One of the surprises that struck late last year was a resurgence in the value of the Australian dollar.
After dropping below the US70c in May last year, many analysts were thinking it would stay below that area – hopefully well below – as part of Australia’s slow progress back towards full employment and rising wages and economic growth.
It wasn’t to be and the Aussie dollar has now briefly popped its head above US70c and is staying around that mark as the ceasefire in the US/China trade war shines a light on countries that will benefit from peace between the world’s two biggest trading nations.
Dollar responds quickly to good trade news
Australia is somewhere near the head of that list so the dollar has responded quickly, but the strength in the currency has come at a particularly difficult time for the Reserve Bank, which is hoping that it can escape the current muted growth quagmire and increasing inflation without resorting to extraordinary measures such as zero interest rates, quantitative easing or money printing.

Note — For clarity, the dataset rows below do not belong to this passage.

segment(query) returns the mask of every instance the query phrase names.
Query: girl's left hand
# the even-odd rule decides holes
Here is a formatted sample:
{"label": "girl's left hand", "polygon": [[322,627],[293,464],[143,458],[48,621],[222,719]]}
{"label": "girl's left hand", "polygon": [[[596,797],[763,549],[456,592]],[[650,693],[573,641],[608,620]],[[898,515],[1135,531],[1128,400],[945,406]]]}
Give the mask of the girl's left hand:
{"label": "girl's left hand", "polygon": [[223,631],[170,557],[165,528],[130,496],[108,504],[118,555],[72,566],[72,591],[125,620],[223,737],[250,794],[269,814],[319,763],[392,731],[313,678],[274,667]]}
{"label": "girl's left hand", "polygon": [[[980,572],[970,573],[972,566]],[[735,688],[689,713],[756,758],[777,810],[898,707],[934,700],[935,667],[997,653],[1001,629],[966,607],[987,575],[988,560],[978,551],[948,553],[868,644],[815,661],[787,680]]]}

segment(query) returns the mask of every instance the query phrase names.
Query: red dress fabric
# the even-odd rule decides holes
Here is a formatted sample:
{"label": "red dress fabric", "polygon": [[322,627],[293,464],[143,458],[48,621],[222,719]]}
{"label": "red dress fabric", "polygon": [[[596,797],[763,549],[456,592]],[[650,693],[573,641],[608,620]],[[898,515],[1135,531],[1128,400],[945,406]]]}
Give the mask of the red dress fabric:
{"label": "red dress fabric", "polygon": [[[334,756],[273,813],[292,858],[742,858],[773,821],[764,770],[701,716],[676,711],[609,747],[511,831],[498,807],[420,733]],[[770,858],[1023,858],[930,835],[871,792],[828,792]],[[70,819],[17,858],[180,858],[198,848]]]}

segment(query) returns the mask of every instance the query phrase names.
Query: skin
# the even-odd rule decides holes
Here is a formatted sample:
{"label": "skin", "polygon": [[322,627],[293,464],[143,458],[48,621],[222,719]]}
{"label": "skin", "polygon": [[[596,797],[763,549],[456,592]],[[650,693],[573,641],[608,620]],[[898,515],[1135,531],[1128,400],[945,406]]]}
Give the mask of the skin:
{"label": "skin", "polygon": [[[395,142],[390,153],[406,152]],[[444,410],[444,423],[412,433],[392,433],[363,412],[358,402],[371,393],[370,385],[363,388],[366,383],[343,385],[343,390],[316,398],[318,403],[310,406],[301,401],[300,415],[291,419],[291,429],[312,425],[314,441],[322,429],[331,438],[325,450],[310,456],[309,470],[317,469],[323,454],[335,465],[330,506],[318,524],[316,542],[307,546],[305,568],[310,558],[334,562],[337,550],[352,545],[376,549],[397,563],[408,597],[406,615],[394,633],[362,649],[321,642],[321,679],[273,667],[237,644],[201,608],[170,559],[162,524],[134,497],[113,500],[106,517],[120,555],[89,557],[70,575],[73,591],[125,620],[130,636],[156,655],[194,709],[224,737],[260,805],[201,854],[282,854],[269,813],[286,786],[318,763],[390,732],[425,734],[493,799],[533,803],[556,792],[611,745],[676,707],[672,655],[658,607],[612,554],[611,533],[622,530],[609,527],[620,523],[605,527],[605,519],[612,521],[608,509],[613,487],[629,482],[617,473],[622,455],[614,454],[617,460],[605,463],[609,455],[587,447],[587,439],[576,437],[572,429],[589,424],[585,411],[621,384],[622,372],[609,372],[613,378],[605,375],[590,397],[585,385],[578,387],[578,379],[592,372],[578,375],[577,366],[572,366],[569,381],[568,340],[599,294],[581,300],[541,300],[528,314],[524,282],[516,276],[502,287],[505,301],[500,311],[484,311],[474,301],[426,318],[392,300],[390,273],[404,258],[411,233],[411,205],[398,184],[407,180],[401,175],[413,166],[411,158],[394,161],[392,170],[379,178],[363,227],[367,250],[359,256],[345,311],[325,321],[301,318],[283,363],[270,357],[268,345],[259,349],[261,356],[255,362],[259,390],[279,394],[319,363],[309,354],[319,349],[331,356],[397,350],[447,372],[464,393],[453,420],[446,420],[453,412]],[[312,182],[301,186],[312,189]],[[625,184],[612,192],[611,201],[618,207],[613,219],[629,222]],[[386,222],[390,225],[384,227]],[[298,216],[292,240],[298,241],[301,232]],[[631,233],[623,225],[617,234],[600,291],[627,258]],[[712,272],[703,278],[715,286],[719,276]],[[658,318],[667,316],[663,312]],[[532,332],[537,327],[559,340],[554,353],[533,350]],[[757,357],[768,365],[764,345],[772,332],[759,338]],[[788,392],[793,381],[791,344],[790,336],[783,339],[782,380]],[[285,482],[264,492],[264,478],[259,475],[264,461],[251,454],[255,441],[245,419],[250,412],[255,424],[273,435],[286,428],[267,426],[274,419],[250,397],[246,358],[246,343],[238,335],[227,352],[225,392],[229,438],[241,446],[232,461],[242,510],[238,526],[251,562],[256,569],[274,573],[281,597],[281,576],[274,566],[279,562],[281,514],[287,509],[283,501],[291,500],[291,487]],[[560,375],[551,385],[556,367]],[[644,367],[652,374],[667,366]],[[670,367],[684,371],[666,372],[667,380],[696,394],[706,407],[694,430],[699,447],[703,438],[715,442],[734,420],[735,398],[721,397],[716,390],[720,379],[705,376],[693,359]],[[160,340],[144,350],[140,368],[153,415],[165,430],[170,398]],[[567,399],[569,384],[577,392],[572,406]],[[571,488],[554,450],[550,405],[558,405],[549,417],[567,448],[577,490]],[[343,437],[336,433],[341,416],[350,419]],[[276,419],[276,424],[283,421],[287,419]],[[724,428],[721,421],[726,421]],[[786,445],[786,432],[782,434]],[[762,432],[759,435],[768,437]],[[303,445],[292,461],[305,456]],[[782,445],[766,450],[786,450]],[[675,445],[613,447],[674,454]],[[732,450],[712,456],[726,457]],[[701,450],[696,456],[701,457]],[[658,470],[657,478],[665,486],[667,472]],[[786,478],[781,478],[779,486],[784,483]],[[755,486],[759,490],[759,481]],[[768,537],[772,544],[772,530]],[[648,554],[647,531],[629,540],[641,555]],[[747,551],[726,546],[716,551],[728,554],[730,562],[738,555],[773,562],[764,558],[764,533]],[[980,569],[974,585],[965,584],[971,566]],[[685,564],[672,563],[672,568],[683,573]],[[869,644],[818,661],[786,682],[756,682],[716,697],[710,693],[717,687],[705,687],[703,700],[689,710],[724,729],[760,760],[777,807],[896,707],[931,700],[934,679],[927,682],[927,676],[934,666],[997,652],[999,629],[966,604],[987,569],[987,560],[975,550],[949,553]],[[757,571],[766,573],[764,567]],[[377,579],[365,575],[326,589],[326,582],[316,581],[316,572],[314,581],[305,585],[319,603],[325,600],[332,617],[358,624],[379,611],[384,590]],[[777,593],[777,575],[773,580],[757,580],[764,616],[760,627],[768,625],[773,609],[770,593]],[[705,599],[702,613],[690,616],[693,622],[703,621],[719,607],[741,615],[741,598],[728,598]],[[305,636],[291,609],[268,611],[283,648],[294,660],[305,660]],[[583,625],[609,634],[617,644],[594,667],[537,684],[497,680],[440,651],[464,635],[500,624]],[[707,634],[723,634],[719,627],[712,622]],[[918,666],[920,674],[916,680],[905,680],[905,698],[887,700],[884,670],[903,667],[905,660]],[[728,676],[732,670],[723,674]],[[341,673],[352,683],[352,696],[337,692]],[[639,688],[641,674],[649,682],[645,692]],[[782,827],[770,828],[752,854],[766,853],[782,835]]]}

The first milestone to keep an eye on is the Reserve Bank board meeting on 4 February, which will decide whether to leave official interest rates at their current level of 0.75% or lower them to an unprecedented 0.5%.
Dollar will play into rates decision
While the dollar won’t be central to that decision – employment, wage rises, prices and economic growth will take central stage – it will be a worrying side issue with the potential to do some damage to Australia’s economic bright spot of a strong export sector.
So, the level of the dollar will certainly be a talking point for the RBA board, given than net exports and government spending were the main factors keeping economic growth positive in the fourth quarter of last year.
Farmers will want a lower dollar
Drought stricken farmers will also be hoping for a lower dollar, given that they are not in a strong position to start with and agricultural prices are not nearly as strong as those for metals and minerals.
RBA Governor Dr Philip Lowe has said that he is prepared to cut rates again but he is also hoping that last year’s rate cuts will stimulate the economy by encouraging home owners to loosen their purse strings.
Record high debt levels and stagnant wages have so far stymied that sort of consumer recovery but the RBA will be looking for signs of some recovery and is also hoping that the Australian Government will heed some of its advice to stimulate the economy by spending more on infrastructure and productivity enhancing reforms.
At the moment, markets are slightly inclined towards the RBA deciding to keep rates steady in February but that could change between now and then.
And you can bet that the level of the Australian dollar will be one of the factors feeding into that decision.